ApacheCon EU - part 09

2012-11-18 20:54
In the Solr track Elastic Search and Solr Cloud went into competition. The comparison itself was slightly apples-and-oranges like as the speaker compared the current ES version based on Lucene 3.x and Solr Cloud based on Lucene 4.0. During the comparison it still turned out that both solutions are more or less comparable - so choice again depends on your application. However I did like the conclusion: The speaker did not pick a clear winner in terms of projects. However he did have another clear winner: The user community will benefit from there being two projects as this kind of felt competition did speed up development already considerably.

The day finished with hoss' Stump the Chump session: The audience was asked to submit questions before the session, the jury was than asked to pick the winning question that stumped Hoss the most.

Some interesting bits from that question: One guy had the problem of having to provide somewhat diverse results in terms e.g. manufacturers in his online shop. There are a few tricks to deal with this problem: a) clean your data - don't have items that use keyword spamming side by side with regular entries. Assuming this is done you could b) use grouping to collapse items from the same manufacturer and let the user drill deeper from there. Also using c) a secondary sorting value can help - one hint: Solr ships with a random value out of the box for such cases.

For me the last day started with hossman's session on boosting and scoring tricks with Solr - including a cute reference for explaining TF-IDF ranking to people (see also a message tweeted earlier for an explanation of what a picture taken during my wedding has to do with ranking documents):

Share photos on twitter with Twitpic

Though TF-IDF is standard IR scoring it probably is not enough for your application. There's a lot of domain knowledge that you can encode in your ranking:

  • novelty factors - number of ratings/ standard deviation of ratings - ranks controversial items on top that might be more interesting than just having the stuff that everyone loves
  • scarcity - people like buying what is nearly sold out
  • profit margin
  • create your score manually by an external factor - e.g. popularity by association like categories that are more popular than others or items that are more popular depending on the time of day or year

There are a few sledge hammers people usually think of that can turn against you really badly: Say you rank by novelty only - that is you sort by date. The counter example given was the case of the AOL-Time Warner merger - being a big story news papers would post essays on it, do evaluations etc. However also articles only remotely related to it would mention the case. So be the end of the week when searching for it you would find all those little only remotely relevant articles and have to search through all of them to find the really big and important essay.

There are cases where it seems like only recency is all that matters: Filter only for the most recent items and re-try only in case of no results. The counter example is the case where products are released just on a yearly basis but you set the filter to say a month. This way up until May 31 your users will run into the retry branch and get a whole lot of results. However when a new product comes out on June first from that day onward the old results won't be reachable anymore - leading to a very weird experience for those of your users who saw yesterday's results.

There were times when scoring was influenced by keyword stuffing to emulate higher scores - don't do that anymore, Solr does support sophisticated per field and document boosting that make such hacks superfluous.

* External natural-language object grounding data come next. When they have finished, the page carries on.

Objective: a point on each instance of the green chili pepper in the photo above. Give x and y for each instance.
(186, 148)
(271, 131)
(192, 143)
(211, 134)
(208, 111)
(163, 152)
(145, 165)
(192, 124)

Instead rather use edismax for weighting fields. Some hints on that one: configure omitNorms in order to avoid having keyword stuffing influence your ranking. Configure omitTermFrequencyAndPosition if the term frequency in any document does not really tell you much e.g. in case of small documents only.

With current versions of Solr you can use your custom scoring per field. In addition a few ones are shipped that come with options for tweaking - like for instance the sweetSpotSimilarity wher you can tell the scorer that up to a certain length no length penalisation should happen.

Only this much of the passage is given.